Mais sa carrière prend une nouvelle dimension avec la pièce Brenda, grâce à laquelle il récolte plusieurs prix en 2021 et 2022 aussi bien au Maroc que dans le monde arabe, notamment en Egypte et en Jordanie malgré que le texte soit en dialecte marocain. Présentée pour la première fois dans le cadre de son projet de fin d’études à l’ISADAC, la pièce est inspirée d’une chanson du légendaire rappeur américain Tupac Shakur, et raconte la tragédie de l’adolescente Brenda, tombée enceinte à 15 an qui sombre dans le monde de la drogue et de la prostiution et finit par se faire tuer.

Une manière d’aborder des sujets sensibles, comme la situation des mères célibataires, tout en adaptant la source d’inspiration à la culture marocaine. “Cette oeuvre occupe une place spéciale dans mon coeur, car j’ai travaillé dessus avec amour pendant quatre années, en coopération avec des camarades de l’ISADAC”, nous confie-t-il. Puis est venue la pièce La Victoria, où Ahmed Amine Sahel retrouve les mêmes noms avec lesquels il a collaboré dans Brenda. “On ne change pas une équipe qui gagne”, lance-t-il dans un ton blagueur. L’oeuvre est un succès à tous les niveaux, puisque le jeune de 29 ans et sa troupe remportent quatre prix au Festival national du théâtre, face à des figures connues comme Yassine Ahajjam, Adil Abatourab ou encore Kamal Kadmi.
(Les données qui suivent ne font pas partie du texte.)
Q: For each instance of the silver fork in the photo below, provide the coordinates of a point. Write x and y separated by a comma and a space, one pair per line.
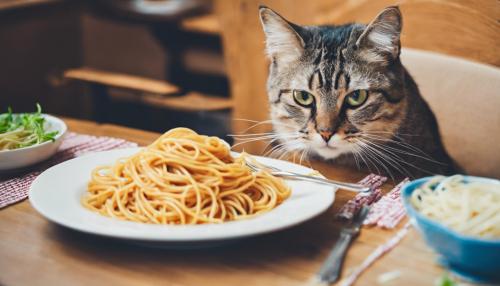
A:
296, 176
330, 271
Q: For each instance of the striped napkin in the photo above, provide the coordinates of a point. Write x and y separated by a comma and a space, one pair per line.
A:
385, 211
15, 189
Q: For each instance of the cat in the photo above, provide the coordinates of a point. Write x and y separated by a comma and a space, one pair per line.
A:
341, 93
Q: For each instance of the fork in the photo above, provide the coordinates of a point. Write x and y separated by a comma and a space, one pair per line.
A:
330, 271
296, 176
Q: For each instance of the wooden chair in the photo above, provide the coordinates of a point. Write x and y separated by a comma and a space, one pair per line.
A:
470, 124
142, 90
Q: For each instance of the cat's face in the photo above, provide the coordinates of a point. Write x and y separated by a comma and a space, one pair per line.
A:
330, 87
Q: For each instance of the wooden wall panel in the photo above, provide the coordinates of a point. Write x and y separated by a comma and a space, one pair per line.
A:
464, 28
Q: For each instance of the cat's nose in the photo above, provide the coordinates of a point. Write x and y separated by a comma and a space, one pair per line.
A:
326, 134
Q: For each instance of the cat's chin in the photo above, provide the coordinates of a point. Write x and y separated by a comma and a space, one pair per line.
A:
329, 152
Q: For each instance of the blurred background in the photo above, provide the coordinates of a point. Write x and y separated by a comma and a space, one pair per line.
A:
157, 64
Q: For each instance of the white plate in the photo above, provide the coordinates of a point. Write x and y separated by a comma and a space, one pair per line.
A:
56, 195
23, 157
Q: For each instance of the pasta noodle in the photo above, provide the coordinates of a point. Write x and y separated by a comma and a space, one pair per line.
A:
183, 178
471, 208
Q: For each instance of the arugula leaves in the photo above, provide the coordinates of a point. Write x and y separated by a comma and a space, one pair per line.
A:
30, 124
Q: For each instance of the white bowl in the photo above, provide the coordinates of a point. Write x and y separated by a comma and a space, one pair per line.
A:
23, 157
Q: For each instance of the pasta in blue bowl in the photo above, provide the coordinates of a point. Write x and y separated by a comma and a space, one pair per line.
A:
459, 217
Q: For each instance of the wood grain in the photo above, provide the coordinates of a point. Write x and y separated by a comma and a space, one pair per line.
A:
207, 24
464, 28
36, 252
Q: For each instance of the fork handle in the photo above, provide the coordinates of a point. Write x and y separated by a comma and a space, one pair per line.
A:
330, 271
346, 186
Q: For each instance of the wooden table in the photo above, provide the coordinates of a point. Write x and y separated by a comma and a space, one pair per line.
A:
36, 252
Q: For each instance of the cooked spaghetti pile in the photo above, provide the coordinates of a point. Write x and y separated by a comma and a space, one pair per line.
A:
183, 178
469, 207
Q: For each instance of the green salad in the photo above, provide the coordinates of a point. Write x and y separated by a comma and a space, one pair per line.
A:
23, 129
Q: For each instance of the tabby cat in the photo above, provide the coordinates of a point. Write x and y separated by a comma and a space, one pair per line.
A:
341, 93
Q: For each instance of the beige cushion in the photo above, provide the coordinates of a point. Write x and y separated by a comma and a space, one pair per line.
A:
465, 96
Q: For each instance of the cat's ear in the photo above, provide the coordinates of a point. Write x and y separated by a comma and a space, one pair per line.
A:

Toutefois, ce prodige du théâtre, qui fait son master théâtre, performances et sociétés à Paris, préfère rester prudent. Pour lui, difficile de parler d’une industrie de l’art au Maroc tant que les investisseurs privés ne mettent pas les moyens et que le public n’a pas la culture d’acheter un billet pour voir un spectacle. “Je peux comprendre cela dans une certaine mesure puisque les gens préfèrent le commercial, et peu iront voir du Shakespeare ou du Molière”. Pour remédier à ça, le jeune artiste estime qu’un effort de communication massive dans les médias doit être fait autour du théâtre comme c’est déjà le cas pour les séries télévisées.